Le Héros/20

Le Héros (1725)
Traduction par Joseph de Courbeville.
(p. 83-85).


XX

LA DERNIÈRE PERFECTION
DU HÉROS ET DU GRAND HOMME



Toute lumière vient du Très-Haut, qui en est le Père, et descend de lui sur les hommes qui sont ses enfants. La vertu est comme la fille de la lumière, laquelle en fait la beauté et la gloire. Le vice est un monstre vomi du sein des ténèbres, sources de son horreur, et de son ignominie. On n’est donc véritablement un héros, un grand homme, qu’autant que l’on est vertueux ; de même qu’il n’est point de vraie vertu sans grandeur, il n’est point aussi de vraie grandeur sans vertu : ces deux choses vont toujours ensemble, un mutuel accord les lie inséparablement. Elles se divisèrent, mais toutes deux à la fois dans Saül ; elles se réunirent, mais toutes deux à la fois dans David.

Constantin devenu chrétien fut au même temps le premier des empereurs surnommé le Grand : surnom, ce semble, inspiré pour marquer à la postérité que le parfait héroïsme ne se reconnut point en lui sans le christianisme. Charles, premier empereur des Français, eut aussi le surnom de Grand lorsqu’il travaillait à mériter un rang parmi les saints. Louis IX fut la gloire des rois Très-Chrétiens, parce qu’il joignit à une haute sainteté toutes les qualités d’un grand monarque.

En Espagne, Ferdinand, appelé communément le Saint de la Castille, fut aussi regardé comme un grand roi. Le conquérant de l’Aragon consacra à l’honneur de la mère de Dieu autant de temps qu’il avait fait de conquêtes. Le roi Ferdinand, et la reine Isabelle, l’un héros, et l’autre héroïne, furent deux colonnes inébranlables de la foi catholique.

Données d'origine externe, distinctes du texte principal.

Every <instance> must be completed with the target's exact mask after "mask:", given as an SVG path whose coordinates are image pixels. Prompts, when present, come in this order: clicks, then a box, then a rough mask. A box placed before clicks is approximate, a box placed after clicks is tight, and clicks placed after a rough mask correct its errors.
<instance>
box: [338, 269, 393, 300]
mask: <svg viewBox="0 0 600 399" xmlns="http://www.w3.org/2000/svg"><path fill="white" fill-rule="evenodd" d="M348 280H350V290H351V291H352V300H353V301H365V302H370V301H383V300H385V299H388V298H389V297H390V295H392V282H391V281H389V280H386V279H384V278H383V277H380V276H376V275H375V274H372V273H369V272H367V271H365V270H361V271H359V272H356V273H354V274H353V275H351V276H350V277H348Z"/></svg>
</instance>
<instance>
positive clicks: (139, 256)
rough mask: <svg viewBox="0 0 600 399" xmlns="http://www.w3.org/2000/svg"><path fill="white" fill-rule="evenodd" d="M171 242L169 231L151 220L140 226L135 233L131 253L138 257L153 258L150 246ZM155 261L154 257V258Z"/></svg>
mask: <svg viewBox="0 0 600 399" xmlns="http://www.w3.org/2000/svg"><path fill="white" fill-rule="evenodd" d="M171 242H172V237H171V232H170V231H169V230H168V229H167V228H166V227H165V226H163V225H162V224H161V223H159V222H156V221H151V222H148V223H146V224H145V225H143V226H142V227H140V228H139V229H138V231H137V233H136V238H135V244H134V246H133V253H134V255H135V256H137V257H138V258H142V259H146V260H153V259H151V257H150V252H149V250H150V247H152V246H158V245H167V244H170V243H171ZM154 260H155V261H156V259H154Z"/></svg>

Philippe III, ce prince religieux envers Dieu, bon à l’égard de son peuple, si édifiant dans toute sa conduite qu’il corrigea plus de vices par son exemple qu’Hercule ne dompta de monstres avec sa massue, soutint jusqu’à la fin ses États, dans toute leur vaste étendue et dans toute leur gloire.

Parmi les grands capitaines, Godefroy de Bouillon, Georges Castriota, Rodrigue Diaz de Vivar, Gonzales Fernando, Don Juan d’Autriche furent des modèles de vertu, et des temples vivants de la piété chrétienne. Parmi les souverains pontifes, Grégoire et Léon, tous deux saints, furent les premiers à qui l’on attribua le nom de Grand. Pour ce qui est des héros mêmes du paganisme et de la gentilité, saint Augustin, ce grand génie, dit que quelque vertu morale avait toujours part à leur élévation. En effet, la gloire d’Alexandre, par exemple, croissait chaque jour, et lui attirait l’admiration des peuples ; jusqu’à ce que ses passions devenues violentes et publiques déshonorèrent ses conquêtes, au sentiment général de ses sujets et des étrangers. Alcide, au jugement de Thèbes et de tous les sages, ne soutint plus le glorieux apanage de vainqueur des monstres, dès que, sensible à la mollesse, il s’en laissa maîtriser. Les Néron, les Caligula, les Sardanapale, les Rodrigue se dégradèrent eux-mêmes de la haute idée attachée à leur rang et devinrent l’exécration de tout le monde par leurs cruautés et par leurs infamies. La même destinée arrive aux monarchies entières, lesquelles tombent dans le décri lorsque le vice y prend la place de la vertu. Une nation florissante et distinguée, tandis que la foi y règne, se rend l’horreur des autres nations, en se livrant aux crimes étranges que lui inspire son changement de religion. La fureur brutale de Rodrigue bouleverse l’un des plus beaux royaumes du monde, que la piété de Pélage et le zèle de Ferdinand relèvent après cela de sa décadence honteuse. La grandeur de la maison d’Autriche s’est établie sur la religion et sur la bravoure de ses premiers fondateurs, et cette grandeur subsistera, tant que ces deux fondements subsisteront.